In the present work, conjugated thiazolidinone molecules (SKYaSKYg) derived from coumarins linked by hydrazine moiety have been successfully synthesized by application of Pearson’s HSAB principle. Anti-bacterial and anti-TB activity testing of all the molecules revealed that most of the hybrids displayed activity against the bacterial and tubercle cells. In particular, compound SKYb exhibited the highest anti-bacterial profile against all the pathogens. Significantly, the analogue SKYc, SKYd and SKYe also displayed potent activities (99–378 μg/mL). Compound SKYa displayed enhanced anti-TB activity. Results also showed considerable anti-TB activity by compound SKYb (MIC 132 μg/mL).

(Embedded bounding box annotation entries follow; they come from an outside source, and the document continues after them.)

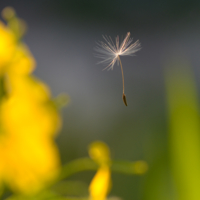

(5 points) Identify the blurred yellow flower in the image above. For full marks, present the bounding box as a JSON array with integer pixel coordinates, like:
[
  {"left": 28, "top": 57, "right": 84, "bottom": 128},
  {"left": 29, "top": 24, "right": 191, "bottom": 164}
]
[
  {"left": 0, "top": 8, "right": 60, "bottom": 194},
  {"left": 89, "top": 141, "right": 111, "bottom": 200}
]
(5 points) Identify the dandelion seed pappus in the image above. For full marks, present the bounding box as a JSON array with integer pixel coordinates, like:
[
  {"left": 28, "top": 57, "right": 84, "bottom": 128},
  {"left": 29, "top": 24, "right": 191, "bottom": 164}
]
[{"left": 95, "top": 32, "right": 141, "bottom": 106}]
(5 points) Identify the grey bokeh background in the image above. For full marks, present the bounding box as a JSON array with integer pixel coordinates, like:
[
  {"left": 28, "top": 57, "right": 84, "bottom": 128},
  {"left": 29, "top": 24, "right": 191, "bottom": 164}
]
[{"left": 0, "top": 0, "right": 200, "bottom": 200}]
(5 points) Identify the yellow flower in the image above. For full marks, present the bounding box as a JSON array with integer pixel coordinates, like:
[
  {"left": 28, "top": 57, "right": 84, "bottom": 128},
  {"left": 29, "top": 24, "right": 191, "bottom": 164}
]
[
  {"left": 89, "top": 141, "right": 111, "bottom": 200},
  {"left": 0, "top": 9, "right": 60, "bottom": 194}
]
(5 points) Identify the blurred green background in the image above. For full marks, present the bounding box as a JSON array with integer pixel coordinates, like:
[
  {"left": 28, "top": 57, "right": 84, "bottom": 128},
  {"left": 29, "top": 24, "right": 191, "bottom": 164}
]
[{"left": 0, "top": 0, "right": 200, "bottom": 200}]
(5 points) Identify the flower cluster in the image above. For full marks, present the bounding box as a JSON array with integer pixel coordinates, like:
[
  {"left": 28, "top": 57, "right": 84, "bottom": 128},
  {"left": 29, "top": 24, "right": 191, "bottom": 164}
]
[
  {"left": 0, "top": 8, "right": 60, "bottom": 194},
  {"left": 0, "top": 7, "right": 147, "bottom": 200}
]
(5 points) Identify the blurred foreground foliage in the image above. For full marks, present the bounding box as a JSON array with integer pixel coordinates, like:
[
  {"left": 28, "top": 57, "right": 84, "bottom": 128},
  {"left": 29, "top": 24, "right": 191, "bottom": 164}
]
[{"left": 0, "top": 7, "right": 147, "bottom": 200}]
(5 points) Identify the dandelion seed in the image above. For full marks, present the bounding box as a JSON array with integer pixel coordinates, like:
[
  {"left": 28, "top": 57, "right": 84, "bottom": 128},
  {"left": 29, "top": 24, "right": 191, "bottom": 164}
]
[{"left": 95, "top": 32, "right": 140, "bottom": 106}]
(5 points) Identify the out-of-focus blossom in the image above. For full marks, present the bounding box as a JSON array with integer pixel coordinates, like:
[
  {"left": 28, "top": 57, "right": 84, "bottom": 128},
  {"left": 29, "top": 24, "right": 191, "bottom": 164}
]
[
  {"left": 89, "top": 141, "right": 111, "bottom": 200},
  {"left": 0, "top": 7, "right": 60, "bottom": 194}
]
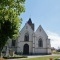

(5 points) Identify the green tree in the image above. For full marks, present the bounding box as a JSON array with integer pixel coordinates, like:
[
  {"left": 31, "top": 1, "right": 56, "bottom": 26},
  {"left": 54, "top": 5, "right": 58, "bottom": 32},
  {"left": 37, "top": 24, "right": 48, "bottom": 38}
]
[{"left": 0, "top": 0, "right": 25, "bottom": 52}]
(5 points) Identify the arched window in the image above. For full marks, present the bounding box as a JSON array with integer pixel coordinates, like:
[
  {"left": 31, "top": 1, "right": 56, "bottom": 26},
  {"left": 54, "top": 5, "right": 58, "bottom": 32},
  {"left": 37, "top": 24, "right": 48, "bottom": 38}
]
[
  {"left": 24, "top": 33, "right": 29, "bottom": 41},
  {"left": 38, "top": 38, "right": 43, "bottom": 47}
]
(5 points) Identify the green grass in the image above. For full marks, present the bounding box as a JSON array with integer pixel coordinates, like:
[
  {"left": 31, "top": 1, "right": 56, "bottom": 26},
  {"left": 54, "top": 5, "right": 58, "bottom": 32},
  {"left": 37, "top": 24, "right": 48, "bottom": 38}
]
[{"left": 24, "top": 56, "right": 60, "bottom": 60}]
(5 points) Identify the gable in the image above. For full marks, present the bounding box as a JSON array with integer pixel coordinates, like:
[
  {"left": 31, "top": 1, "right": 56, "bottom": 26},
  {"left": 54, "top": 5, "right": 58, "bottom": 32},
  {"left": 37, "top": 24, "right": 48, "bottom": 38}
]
[{"left": 35, "top": 25, "right": 48, "bottom": 38}]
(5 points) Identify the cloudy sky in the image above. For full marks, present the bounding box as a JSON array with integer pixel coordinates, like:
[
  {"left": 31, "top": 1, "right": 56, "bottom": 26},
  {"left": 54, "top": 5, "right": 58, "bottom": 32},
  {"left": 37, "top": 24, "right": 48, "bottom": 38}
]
[{"left": 21, "top": 0, "right": 60, "bottom": 48}]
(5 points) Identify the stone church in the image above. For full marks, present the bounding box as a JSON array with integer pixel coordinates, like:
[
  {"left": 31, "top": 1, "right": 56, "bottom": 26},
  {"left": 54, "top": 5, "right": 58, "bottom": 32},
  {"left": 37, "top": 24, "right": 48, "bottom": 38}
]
[{"left": 5, "top": 18, "right": 51, "bottom": 55}]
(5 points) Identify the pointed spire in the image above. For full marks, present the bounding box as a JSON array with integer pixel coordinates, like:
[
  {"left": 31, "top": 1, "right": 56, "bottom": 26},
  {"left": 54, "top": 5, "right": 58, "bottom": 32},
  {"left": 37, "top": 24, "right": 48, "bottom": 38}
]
[
  {"left": 27, "top": 18, "right": 34, "bottom": 30},
  {"left": 27, "top": 18, "right": 32, "bottom": 25}
]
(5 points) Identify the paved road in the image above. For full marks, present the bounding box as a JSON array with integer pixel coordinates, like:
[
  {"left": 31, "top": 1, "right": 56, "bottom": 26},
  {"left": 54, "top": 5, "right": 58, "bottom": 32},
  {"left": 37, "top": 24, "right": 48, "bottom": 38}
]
[{"left": 7, "top": 54, "right": 60, "bottom": 60}]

Importantly, anti-dengue results concluded that conjugate SKYf exhibited the most potent activity (DS − 4.014) followed by compound SKYd (DS − 3.964), compound SKYc (DS − 3.905) and compound SKYe (DS − 3.889). Compounds SKYg (DS − 2.992), SKYb (DS − 2.960) and SKYa (DS − 2.754) also displayed very good results when all were compared to the standards 4-hydroxypanduratin (DS − 3.379), panduratin (DS − 3.189) and ethyl 3-(4-(hydroxymethyl)-2-methoxy-5-nitrophenoxy)propanoate (DS –3.381). Docking results proved that the hydrophobic interaction between compounds and protein, inside the active pocket is the most important interaction to increase the activity of compounds against the dengue virus. This study presents novel 4-thiazolidinone-coumarin-hydrazine hybrids as potential lead molecules for further structural optimization as anti-bacterial, anti-TB and anti-dengue agents.